We didn't have much money, Rio and I.  And we scavenged what we could to keep the dream alive and keep the search going for those ephemeral moments that marked my life like constellations on a clear night.  I could have looked harder to find a job during my first winter living in Alaska, but I wasn't looking to find a job.  I was looking to find myself.  Like some far off meaning that my school teachers had  forgotten to write into the curriculum.  I wanted to know the real me, and I wasn't going to give up and turn myself into someone that I couldn't identify with.  This was the stubborn independent side of Chris Bangs.  The side of Chris Bangs that thought if I took a job that wasn't perfect for me, than I would turn into a version of me that I didn't like.  Like I said, I was young, and I was learning the art of ski-mountaineering, Alaska style.

I was also learning how to ice climb, and this too I was learning all on my own.  I don't know which is more desperate, learning how to ice climb by ones self; or the total search of self discovery.  But for me the two came hand in hand.  Ice climbing taught me how to do one thing at a time.  How to pay attention to one thing with all of my attention, while at the same time, total chaos was happening all around me.  I'd be up there, on a frozen waterfall, plenty high enough that if I fell, I'd be dead, and the whole world of chaos would be screaming in my ears, "Chris, Christ, your a fool man, the shit is falling apart all around you, your getting hit in the face by plates of ice so stop smiling and grinning; your on the verge of death you fool,,," and I'd keep going, like a deaf composer, writing my own tunes, singing louder than those voices of reason and sanity.  Those weren't me.  Those weren't my fears.  I'd found something that I can only now look back on and consider.  I'd found Zen.  Zen in the midst of all the chaos.  That was when I moved to Valdez, the epicentre of skiing in America.



No heli required!!!!

The little black dot in the centre of the photo, (is a skier). 
That's Thompson Pass behind me.  In three years I climbed and skied everything
close to the road.  The same terrain that put Valdez and heli-skiing on the
world map.


For the price of lunch, you too can steel runs like this away from
high priced heli skiers that don't know zen.

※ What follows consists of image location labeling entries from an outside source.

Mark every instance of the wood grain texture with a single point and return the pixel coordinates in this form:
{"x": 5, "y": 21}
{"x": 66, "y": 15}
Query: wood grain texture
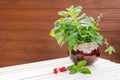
{"x": 25, "y": 27}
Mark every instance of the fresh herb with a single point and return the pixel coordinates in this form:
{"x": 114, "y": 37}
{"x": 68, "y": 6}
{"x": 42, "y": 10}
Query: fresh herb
{"x": 76, "y": 28}
{"x": 80, "y": 67}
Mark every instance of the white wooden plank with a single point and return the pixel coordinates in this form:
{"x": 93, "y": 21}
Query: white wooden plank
{"x": 101, "y": 70}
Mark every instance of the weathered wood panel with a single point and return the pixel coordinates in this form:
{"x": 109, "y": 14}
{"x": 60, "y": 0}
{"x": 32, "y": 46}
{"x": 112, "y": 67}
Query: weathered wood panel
{"x": 36, "y": 4}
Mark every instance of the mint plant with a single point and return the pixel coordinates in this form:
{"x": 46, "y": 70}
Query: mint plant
{"x": 76, "y": 28}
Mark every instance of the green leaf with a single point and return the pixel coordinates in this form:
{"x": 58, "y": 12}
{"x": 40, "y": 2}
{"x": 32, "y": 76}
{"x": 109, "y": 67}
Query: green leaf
{"x": 63, "y": 13}
{"x": 52, "y": 33}
{"x": 87, "y": 22}
{"x": 92, "y": 19}
{"x": 60, "y": 40}
{"x": 110, "y": 50}
{"x": 82, "y": 16}
{"x": 81, "y": 63}
{"x": 72, "y": 69}
{"x": 85, "y": 71}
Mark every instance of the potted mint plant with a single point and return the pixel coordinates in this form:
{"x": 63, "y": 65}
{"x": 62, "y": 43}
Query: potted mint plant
{"x": 81, "y": 34}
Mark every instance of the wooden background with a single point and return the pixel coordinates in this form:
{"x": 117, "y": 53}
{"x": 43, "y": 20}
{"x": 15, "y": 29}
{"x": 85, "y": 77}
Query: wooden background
{"x": 25, "y": 26}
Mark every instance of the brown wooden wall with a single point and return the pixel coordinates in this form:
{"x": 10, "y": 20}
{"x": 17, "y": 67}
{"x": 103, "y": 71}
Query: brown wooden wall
{"x": 25, "y": 26}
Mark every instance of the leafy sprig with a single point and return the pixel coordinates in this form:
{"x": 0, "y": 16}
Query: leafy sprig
{"x": 80, "y": 67}
{"x": 73, "y": 28}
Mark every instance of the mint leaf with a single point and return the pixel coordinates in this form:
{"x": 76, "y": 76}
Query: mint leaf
{"x": 110, "y": 50}
{"x": 63, "y": 13}
{"x": 52, "y": 33}
{"x": 85, "y": 71}
{"x": 81, "y": 63}
{"x": 72, "y": 69}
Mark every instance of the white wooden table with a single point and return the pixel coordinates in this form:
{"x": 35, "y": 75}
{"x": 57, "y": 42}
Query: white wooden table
{"x": 101, "y": 70}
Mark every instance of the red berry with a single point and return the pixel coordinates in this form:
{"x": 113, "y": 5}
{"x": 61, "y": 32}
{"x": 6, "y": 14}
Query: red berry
{"x": 55, "y": 71}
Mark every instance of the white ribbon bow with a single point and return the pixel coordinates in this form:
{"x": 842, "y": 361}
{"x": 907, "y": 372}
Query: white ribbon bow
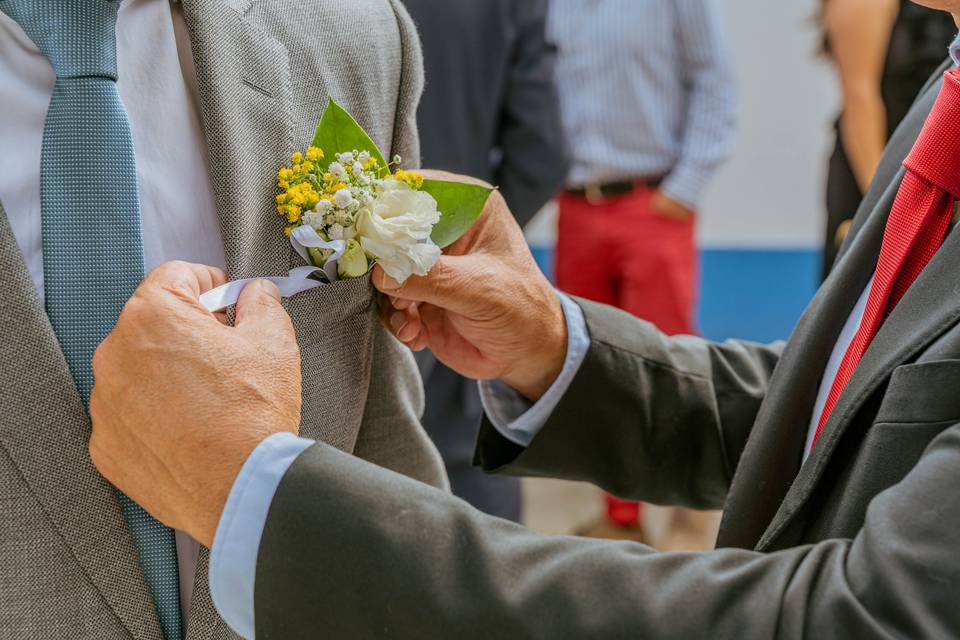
{"x": 297, "y": 281}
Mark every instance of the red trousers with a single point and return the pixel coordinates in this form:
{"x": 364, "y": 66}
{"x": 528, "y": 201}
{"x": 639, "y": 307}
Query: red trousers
{"x": 623, "y": 253}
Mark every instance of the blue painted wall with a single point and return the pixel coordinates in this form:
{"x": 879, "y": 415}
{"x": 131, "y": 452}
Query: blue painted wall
{"x": 754, "y": 294}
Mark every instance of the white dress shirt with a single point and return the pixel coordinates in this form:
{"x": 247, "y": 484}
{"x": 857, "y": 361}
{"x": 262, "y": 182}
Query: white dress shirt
{"x": 157, "y": 86}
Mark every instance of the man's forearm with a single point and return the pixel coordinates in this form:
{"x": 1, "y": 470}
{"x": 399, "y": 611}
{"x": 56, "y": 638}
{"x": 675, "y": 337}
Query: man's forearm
{"x": 432, "y": 567}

My last day in Alaska, self portrait from the summit of Hogsback.
 Earning my degree in Alaska Mountaineering. 

Downtown Anchorage!!!

19 mile wall, directly above the cabin that I lived in.











2 comments:

  1. Rio! Great dog he was, I remember hanging out with him and you and Jon in our apt. in Mizzo. Those were the days. Poor, broke, but young and having fun! Glad everything worked out for you Chris, I know you woudn't have had it any other way!!